Porcellio formosus

Scientific classification
- Kingdom: Animalia
- Phylum: Arthropoda
- Class: Malacostraca
- Order: Isopoda
- Suborder: Oniscidea
- Family: Porcellionidae
- Genus: Porcellio
- Species: P. formosus
- Binomial name: Porcellio formosus Stuxberg, 1875

= Porcellio formosus =

- Authority: Stuxberg, 1875

Species of woodlouse

Porcellio formosus is a species of woodlouse in the genus Porcellio belonging to the family Porcellionidae that can be found in San Pedro and San Francisco of California.

==Description==
The species are 13 × 6 mm high and wide, with the antennae segments are as long as 6 mm. Their longitudinal band is grayish-white, and have a series of spots which are of the same colour. The body is ovate, with a long, shining, and smooth convex. The eyes are oval shaped, prominent, and have many ocelli. The little developed median frontal lobe is rounded. The drawn out lateral lobes are equal in length and width of the eyes or the face. Both epimera, posterior margin, posterior angles, and the first three segments of the thorax are straight. The fifth, sixth, and seventh segments are bent backwards. The semicircular abdomen of the fifth segment is wide, while epimera on the parts three, four, and five are quite large, but still bent backward.
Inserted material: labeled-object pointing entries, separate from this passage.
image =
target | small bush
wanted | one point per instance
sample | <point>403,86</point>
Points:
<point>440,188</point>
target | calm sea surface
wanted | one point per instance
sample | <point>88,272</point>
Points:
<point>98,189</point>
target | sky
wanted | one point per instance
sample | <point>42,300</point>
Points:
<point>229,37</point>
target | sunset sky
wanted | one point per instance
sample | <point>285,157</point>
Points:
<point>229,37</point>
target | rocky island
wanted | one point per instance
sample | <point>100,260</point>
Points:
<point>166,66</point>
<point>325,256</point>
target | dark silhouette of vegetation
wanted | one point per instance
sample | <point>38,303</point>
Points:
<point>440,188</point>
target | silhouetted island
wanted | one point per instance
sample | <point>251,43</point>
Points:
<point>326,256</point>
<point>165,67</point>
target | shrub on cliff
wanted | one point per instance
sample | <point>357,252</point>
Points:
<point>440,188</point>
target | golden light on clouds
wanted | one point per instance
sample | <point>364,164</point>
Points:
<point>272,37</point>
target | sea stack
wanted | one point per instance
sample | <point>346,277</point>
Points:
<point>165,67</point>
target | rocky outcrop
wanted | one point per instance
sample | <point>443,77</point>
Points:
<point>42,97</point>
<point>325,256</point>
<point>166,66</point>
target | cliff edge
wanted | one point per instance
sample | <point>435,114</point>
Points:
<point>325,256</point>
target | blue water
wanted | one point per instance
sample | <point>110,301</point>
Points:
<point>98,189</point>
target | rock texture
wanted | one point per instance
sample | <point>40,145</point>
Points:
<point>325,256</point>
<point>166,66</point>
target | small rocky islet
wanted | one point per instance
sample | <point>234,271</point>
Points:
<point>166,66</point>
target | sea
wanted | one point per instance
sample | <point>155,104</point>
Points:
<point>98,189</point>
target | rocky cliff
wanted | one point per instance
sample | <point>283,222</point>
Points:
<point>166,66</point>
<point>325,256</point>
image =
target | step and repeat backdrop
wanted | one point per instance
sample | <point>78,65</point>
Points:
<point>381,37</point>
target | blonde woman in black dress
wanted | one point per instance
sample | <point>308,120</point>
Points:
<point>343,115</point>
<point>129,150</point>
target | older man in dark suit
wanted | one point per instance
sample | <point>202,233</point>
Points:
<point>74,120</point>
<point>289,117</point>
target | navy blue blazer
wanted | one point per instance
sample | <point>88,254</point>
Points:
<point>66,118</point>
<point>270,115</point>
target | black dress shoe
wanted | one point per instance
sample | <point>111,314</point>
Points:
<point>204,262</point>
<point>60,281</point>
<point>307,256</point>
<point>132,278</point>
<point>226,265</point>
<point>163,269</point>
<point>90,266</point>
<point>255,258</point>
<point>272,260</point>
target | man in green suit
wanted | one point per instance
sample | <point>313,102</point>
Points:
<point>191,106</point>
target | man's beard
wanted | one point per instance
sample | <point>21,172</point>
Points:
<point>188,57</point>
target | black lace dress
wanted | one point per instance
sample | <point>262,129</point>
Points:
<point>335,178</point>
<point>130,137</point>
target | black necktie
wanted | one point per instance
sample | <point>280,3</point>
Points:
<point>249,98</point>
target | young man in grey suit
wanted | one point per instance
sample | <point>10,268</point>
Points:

The seventh segment is triangular in shape, and is wide and long.

The species also have a wide, and acuminate apex, which also have a broad longitudinal excavation which is located above the apex. The basal part of the uropoda can be seen from below, with the convex being always above. The dorsal part is dark greyish-red in colour, and have many irregular and pale coloured oblong spots. The spots are mixed and are arranged in two lines, which are divided by an interval. The colour of abdomen is the same as the rest of the body, and are either bi-punctate or tri-punctate at the base.